My favourite writing groups: The Word Guild, InScribe Christian Writers’ Fellowship, American Christian Fiction Writers (yes, they let international members join too!). And if you want to virtually “meet” some of my friends, R.A. Giggie’s blog is There’s Just Something About Writing and Mary Waind’s blog is Beech Croft Tales.  If you’re curious about R.A. Giggie’s suspense novel, I’ve reviewed it here: Stella’s Plea.

Advice I’d Give a Newbie Writer

Following the biweekly series of writing-related posts on Ruth L. Snyder’s blog hop, here are my thoughts for new writers:

You

You are a writer. Don’t wait until you have something published to call yourself one. We tend to be afraid others will laugh at us or think we’re being pretentious, but the truth is, if you write, you’re a writer. Owning that facet of your identity, and giving yourself permission to be that part of who you are, is a step forward, and if you don’t take your writing seriously, no one else will.

You’re not just a writer, though. Don’t neglect the other areas of your life, even if this one’s the most fun.

Write

Take regular time to write. Little bits will add up. If you want to stick with this long-term, learn to write when the muse is silent and when you’d rather be doing anything else. Writing is work.

Keep writing. When you finish a project to the best of your ability, write something else. Don’t tie your hopes to one thing.

Remember the difference between writing for personal expression and writing for readers. They’re both valuable, but if you want others to read your work you need to revise with their interests in mind.

If you decide to self-publish, do the research first. And hold yourself accountable to produce a quality product, including cover art and editing. Don’t sabotage what you’ve written by packaging it poorly.

Connect

Get to know other writers online or in person. Learn from their experiences and their mistakes. These are the people who will encourage and understand you, and you’ll do the same for them. Help other writers, with no agenda. Some of it will come back to you anyway. My favourite online writers’ organizations: The Word Guild, InScribe Christian Writers’ Fellowship, American Christian Fiction Writers.

Connect with other writers, attend conferences if you can. Be teachable, and don’t turn getting published into an idol. Enjoy the journey, and remember that anything worth doing will take time and practice. If you’re good today, imagine how much better your writing will be after you’ve put in your “apprenticeship”.

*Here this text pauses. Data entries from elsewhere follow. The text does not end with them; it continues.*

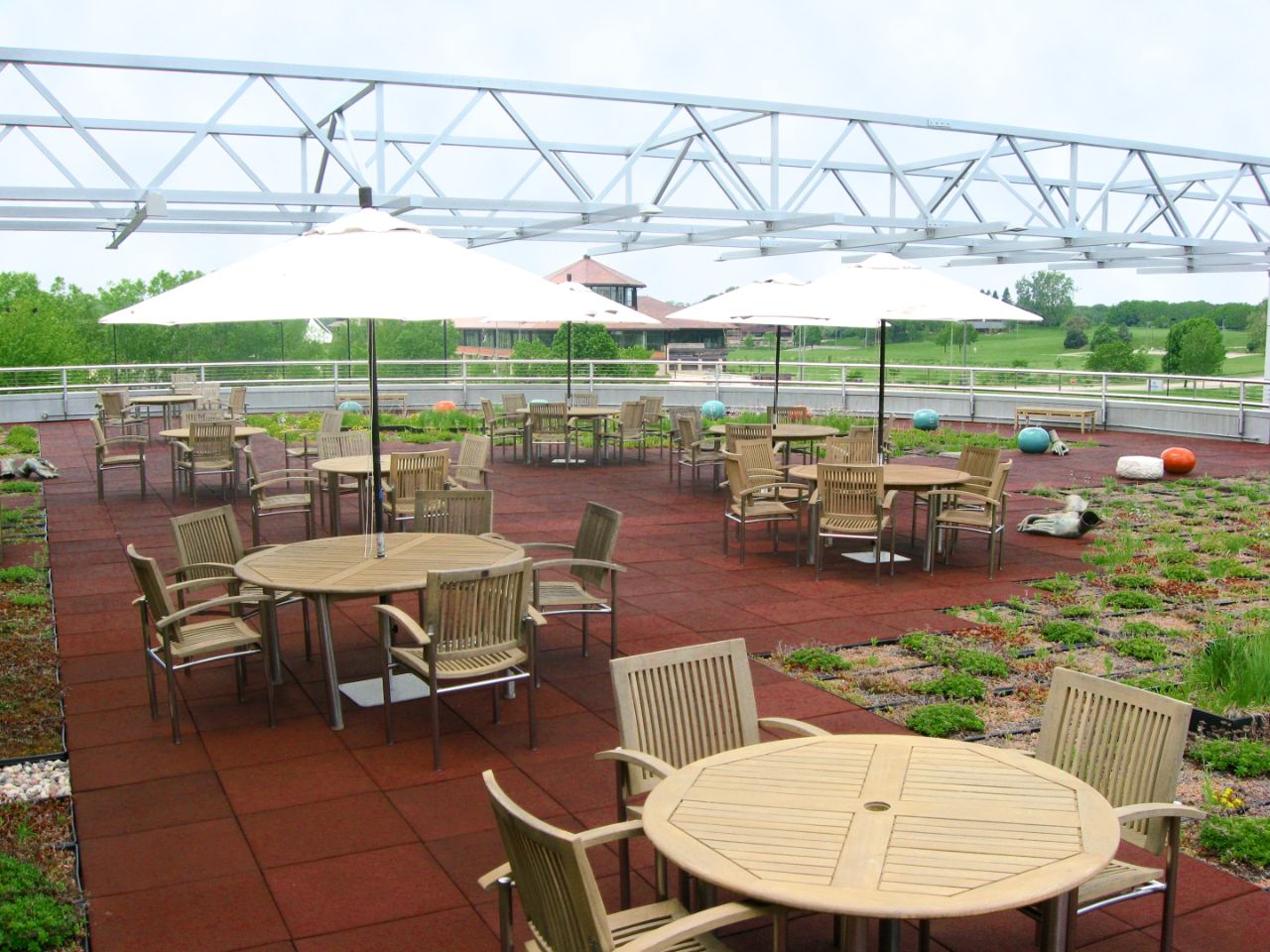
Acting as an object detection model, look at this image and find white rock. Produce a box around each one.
[1115,456,1165,480]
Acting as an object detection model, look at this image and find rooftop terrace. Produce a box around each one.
[17,422,1270,952]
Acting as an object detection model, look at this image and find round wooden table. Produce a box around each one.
[234,532,525,730]
[128,394,198,429]
[790,463,970,571]
[159,424,269,495]
[313,453,389,536]
[644,734,1120,949]
[512,407,621,466]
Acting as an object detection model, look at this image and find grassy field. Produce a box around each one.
[729,327,1264,380]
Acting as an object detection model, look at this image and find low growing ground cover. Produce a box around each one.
[768,477,1270,885]
[0,426,86,952]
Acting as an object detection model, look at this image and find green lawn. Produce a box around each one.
[727,327,1264,382]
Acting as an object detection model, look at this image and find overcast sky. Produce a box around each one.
[0,0,1270,303]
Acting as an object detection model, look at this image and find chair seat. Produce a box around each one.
[255,493,312,513]
[539,581,608,608]
[727,500,798,520]
[1080,860,1165,906]
[177,456,234,470]
[172,618,260,657]
[821,513,890,535]
[608,898,727,952]
[393,647,530,680]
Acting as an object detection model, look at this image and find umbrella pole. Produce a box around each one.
[366,320,385,558]
[877,321,886,461]
[772,325,781,416]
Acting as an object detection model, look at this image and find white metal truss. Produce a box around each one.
[0,49,1270,272]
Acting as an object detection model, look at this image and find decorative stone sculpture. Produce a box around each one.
[913,410,940,430]
[1115,456,1165,480]
[1019,426,1049,453]
[1160,447,1195,476]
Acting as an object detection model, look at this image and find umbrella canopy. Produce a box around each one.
[101,208,627,554]
[675,274,828,414]
[481,281,661,398]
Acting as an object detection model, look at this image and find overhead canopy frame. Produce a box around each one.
[0,49,1270,273]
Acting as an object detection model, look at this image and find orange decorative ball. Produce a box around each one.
[1160,447,1195,476]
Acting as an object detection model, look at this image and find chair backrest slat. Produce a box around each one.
[609,639,759,794]
[572,503,622,586]
[1036,667,1192,853]
[410,489,494,536]
[482,771,613,952]
[172,505,244,580]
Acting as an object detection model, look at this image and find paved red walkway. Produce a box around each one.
[20,424,1270,952]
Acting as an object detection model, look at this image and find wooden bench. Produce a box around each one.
[335,393,410,416]
[1015,407,1098,432]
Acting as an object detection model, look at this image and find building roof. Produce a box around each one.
[548,255,647,289]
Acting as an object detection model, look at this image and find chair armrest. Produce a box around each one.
[595,748,675,779]
[1115,803,1207,822]
[371,606,432,645]
[476,863,512,892]
[520,542,572,552]
[622,902,785,952]
[758,717,829,738]
[534,558,626,575]
[155,595,268,629]
[577,820,644,849]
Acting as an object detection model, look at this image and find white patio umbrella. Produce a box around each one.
[675,274,828,414]
[101,208,627,554]
[481,281,661,398]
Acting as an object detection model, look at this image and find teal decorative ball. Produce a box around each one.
[1019,426,1049,453]
[913,410,940,430]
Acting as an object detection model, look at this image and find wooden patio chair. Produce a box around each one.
[671,414,722,493]
[169,505,313,674]
[908,447,1001,539]
[89,418,149,503]
[640,396,671,456]
[384,449,449,527]
[410,489,494,536]
[445,432,490,489]
[479,771,785,952]
[172,420,239,502]
[812,459,895,585]
[318,431,371,531]
[282,410,342,468]
[599,400,648,464]
[1010,667,1206,952]
[926,461,1011,579]
[722,452,808,566]
[375,558,545,771]
[595,639,828,907]
[480,398,525,459]
[96,390,150,436]
[242,447,320,545]
[521,503,626,657]
[128,544,276,744]
[525,400,575,468]
[825,435,877,466]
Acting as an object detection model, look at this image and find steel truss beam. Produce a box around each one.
[0,49,1270,272]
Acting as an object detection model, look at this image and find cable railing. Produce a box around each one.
[0,357,1270,435]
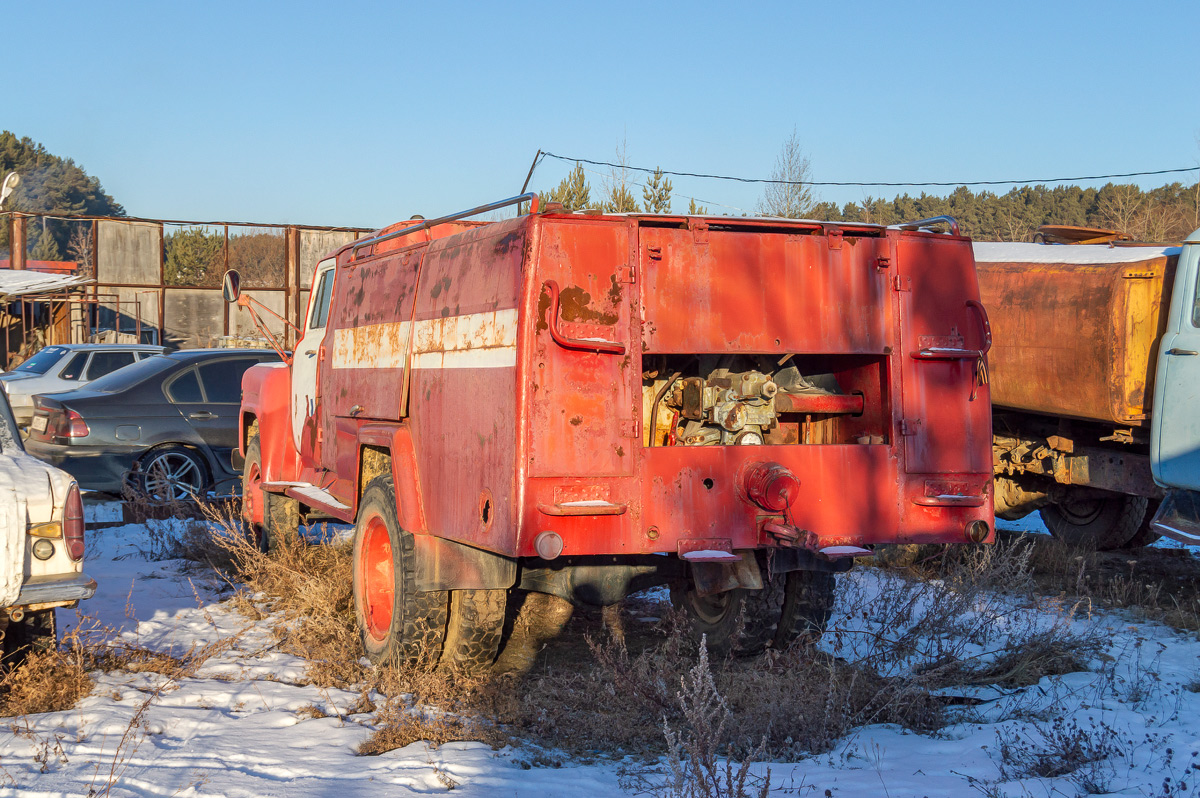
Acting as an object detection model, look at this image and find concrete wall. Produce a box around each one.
[299,230,365,288]
[96,221,162,286]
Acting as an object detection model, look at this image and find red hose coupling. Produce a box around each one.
[742,463,800,512]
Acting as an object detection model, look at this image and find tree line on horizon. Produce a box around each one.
[0,131,1200,271]
[542,157,1200,241]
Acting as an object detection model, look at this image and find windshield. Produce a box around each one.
[13,347,67,374]
[86,355,179,394]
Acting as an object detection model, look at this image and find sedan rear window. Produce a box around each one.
[88,355,179,394]
[59,352,88,379]
[200,358,262,404]
[88,352,134,379]
[167,368,204,402]
[13,347,67,374]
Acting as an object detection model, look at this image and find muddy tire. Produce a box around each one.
[241,432,300,552]
[773,571,836,649]
[354,475,449,667]
[1121,500,1162,548]
[492,588,575,676]
[438,590,508,673]
[1039,496,1147,551]
[4,610,59,667]
[671,556,787,656]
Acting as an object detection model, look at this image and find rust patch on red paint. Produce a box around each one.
[538,286,550,331]
[558,286,620,324]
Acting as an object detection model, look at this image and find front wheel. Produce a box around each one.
[354,475,449,667]
[2,610,59,666]
[1040,494,1147,551]
[137,446,209,504]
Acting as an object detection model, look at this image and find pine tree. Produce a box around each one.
[601,184,638,214]
[0,131,125,254]
[642,167,672,214]
[545,163,592,210]
[162,227,224,286]
[29,228,62,260]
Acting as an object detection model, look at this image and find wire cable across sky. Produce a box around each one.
[544,151,1200,188]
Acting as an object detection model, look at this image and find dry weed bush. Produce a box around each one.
[899,530,1200,631]
[849,535,1105,689]
[497,612,943,760]
[0,614,238,716]
[187,499,1100,768]
[198,504,368,688]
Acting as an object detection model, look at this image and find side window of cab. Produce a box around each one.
[308,264,334,330]
[1192,263,1200,328]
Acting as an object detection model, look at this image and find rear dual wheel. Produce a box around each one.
[671,562,834,656]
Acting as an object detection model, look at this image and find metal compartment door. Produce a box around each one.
[529,220,641,476]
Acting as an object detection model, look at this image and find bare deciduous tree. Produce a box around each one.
[604,139,638,214]
[758,128,815,218]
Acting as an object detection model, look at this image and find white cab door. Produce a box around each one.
[292,258,335,454]
[1150,230,1200,491]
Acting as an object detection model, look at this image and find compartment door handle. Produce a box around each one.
[542,280,625,355]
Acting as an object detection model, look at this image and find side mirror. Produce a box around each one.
[221,269,241,302]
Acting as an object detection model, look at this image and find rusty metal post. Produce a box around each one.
[158,222,167,347]
[283,227,304,348]
[12,214,29,269]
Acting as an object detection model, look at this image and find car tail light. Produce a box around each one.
[66,410,91,438]
[30,404,91,440]
[62,482,84,562]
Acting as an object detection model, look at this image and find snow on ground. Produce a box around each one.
[0,505,1200,798]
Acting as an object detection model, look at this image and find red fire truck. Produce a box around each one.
[226,194,992,667]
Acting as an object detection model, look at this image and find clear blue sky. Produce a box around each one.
[0,0,1200,227]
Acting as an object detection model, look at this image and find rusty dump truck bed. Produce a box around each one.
[974,242,1180,426]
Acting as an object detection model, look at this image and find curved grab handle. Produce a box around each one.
[967,299,991,356]
[542,280,625,355]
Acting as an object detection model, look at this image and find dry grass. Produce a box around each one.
[895,532,1200,631]
[358,702,509,756]
[0,614,238,718]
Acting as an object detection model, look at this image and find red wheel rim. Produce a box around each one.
[359,516,396,641]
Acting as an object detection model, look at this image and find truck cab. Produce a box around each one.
[1150,230,1200,544]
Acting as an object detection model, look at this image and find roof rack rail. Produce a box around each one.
[350,192,538,260]
[892,216,959,235]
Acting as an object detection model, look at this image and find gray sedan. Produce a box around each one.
[25,349,278,502]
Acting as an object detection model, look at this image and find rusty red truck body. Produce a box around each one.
[229,196,992,665]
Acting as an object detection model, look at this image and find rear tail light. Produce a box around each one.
[62,484,84,562]
[66,410,91,438]
[742,463,800,512]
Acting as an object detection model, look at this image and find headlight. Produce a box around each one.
[34,538,54,559]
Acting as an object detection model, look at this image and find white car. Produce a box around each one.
[0,386,96,661]
[0,343,168,427]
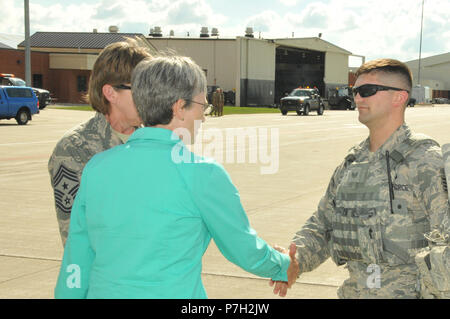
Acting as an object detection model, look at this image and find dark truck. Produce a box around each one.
[280,88,325,115]
[0,85,39,125]
[328,86,356,110]
[0,73,52,110]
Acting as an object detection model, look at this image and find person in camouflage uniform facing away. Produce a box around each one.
[272,59,449,298]
[48,39,151,245]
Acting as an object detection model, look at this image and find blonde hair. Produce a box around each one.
[86,38,152,114]
[356,59,412,92]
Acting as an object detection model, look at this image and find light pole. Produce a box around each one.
[24,0,31,86]
[417,0,425,86]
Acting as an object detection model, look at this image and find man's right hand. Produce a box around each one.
[269,243,300,297]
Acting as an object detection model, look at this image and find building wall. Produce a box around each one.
[236,37,276,106]
[0,49,50,89]
[50,69,91,104]
[324,52,350,97]
[147,38,237,91]
[50,53,98,70]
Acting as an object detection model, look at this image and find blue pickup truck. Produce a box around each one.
[0,85,39,125]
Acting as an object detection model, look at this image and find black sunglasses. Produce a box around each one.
[113,84,131,90]
[352,84,409,97]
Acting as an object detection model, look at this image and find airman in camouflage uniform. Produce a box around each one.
[286,59,449,298]
[416,144,450,299]
[48,39,151,245]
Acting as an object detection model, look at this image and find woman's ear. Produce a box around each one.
[172,99,186,121]
[102,84,117,103]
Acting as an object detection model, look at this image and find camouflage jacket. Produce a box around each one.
[48,113,122,245]
[293,124,448,298]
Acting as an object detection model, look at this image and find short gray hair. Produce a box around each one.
[131,55,207,126]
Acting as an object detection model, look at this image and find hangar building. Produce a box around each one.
[147,27,352,106]
[0,27,351,106]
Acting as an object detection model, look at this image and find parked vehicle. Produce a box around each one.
[328,86,356,110]
[0,73,52,110]
[280,88,325,115]
[0,85,39,125]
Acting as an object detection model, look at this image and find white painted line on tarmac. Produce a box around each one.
[0,140,58,146]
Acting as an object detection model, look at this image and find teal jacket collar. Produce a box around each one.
[128,127,183,144]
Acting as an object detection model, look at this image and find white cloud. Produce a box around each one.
[279,0,299,7]
[0,0,450,60]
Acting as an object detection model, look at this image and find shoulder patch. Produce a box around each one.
[53,164,80,214]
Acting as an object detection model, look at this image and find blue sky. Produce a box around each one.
[0,0,450,65]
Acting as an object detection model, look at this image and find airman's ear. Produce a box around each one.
[172,99,186,121]
[102,84,117,103]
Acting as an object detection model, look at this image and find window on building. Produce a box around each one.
[33,74,43,89]
[77,75,87,92]
[6,88,33,97]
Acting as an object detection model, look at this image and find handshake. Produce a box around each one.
[269,243,300,297]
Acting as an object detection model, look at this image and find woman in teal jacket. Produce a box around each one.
[55,56,298,298]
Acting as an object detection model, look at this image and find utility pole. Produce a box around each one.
[24,0,31,86]
[417,0,425,86]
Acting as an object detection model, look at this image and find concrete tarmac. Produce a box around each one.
[0,105,450,299]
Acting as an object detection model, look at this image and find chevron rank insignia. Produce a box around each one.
[53,165,80,214]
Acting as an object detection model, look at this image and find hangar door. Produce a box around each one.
[275,46,325,104]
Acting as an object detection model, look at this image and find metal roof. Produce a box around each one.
[0,42,14,49]
[18,32,144,49]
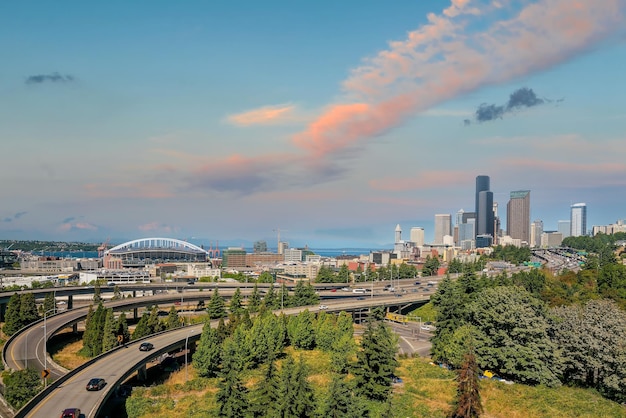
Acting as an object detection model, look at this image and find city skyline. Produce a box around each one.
[0,0,626,248]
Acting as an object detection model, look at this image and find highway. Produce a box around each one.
[16,292,430,418]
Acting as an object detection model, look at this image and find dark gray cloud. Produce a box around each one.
[26,72,75,84]
[475,103,504,122]
[463,87,550,126]
[506,87,544,111]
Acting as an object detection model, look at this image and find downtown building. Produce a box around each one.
[570,203,587,237]
[506,190,531,245]
[475,176,495,248]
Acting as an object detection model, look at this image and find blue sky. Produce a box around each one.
[0,0,626,248]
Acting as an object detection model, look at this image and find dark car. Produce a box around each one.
[139,342,154,351]
[61,408,80,418]
[87,377,107,390]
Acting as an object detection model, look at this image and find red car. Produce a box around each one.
[61,408,80,418]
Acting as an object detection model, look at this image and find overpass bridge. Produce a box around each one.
[5,293,430,418]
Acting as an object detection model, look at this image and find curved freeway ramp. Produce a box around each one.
[16,293,430,418]
[2,291,232,380]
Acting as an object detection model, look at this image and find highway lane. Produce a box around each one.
[16,293,429,418]
[3,290,254,380]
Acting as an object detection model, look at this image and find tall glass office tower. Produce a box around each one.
[476,176,495,237]
[570,203,587,237]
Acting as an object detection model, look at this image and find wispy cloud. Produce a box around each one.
[138,222,178,233]
[226,104,296,126]
[2,212,28,222]
[59,222,98,232]
[25,72,75,84]
[464,87,551,126]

On conferences: don’t wait until you’ve “earned” the right to be there. The sooner you go, the less bad habits you’ll have to un-learn later. And the more writing friendships and contacts you’ll develop. My favourite conference: Write Canada. Choose a conference based on location but also based on faculty and course options. If you can’t get to one, there are online offerings like WANA International, and many conferences offer mp3s or CDs of their teaching sessions.

Learn

As well as conferences, check out books and blogs on writing. A few books I’ve reviewed and recommend: You Are A Writer by Jeff Goins; The Art and Craft of Writing Christian Fiction by Jeff Gerke; Unleash the Writer Within by Cecil Murphey. Blogs I find helpful: How to Write a Story by Valerie Comer; Write With Excellence by N.J. Lindquist; The Seekers (group blog). There are, of course, many more resources. Feel free to leave your favourites in the comments! 

Quality

Do your very best. Don’t let fear of imperfection keep you from sharing your work, but remember to make that work shine as brightly as you can. Serve the art. Don’t be careless with it. This goes double if you’re a Christian. Yes, God may have given you the idea. But He gave you the task of presenting it well. He can use poor writing, but good writing gets into the hands of many more people who He may want to touch with it.

The only way to know you won’t succeed is to quit, so persevere.

Follow

I mention this last, but if you’re a Christian it actually needs to come first: pray. If God has gifted you to write, He will make a way to use what you write. It may not be what you have in mind, nor on your timetable, but His way is best. Follow His leading, even if it’s into areas of writing that aren’t your top choice. He knows where this will go, long-term.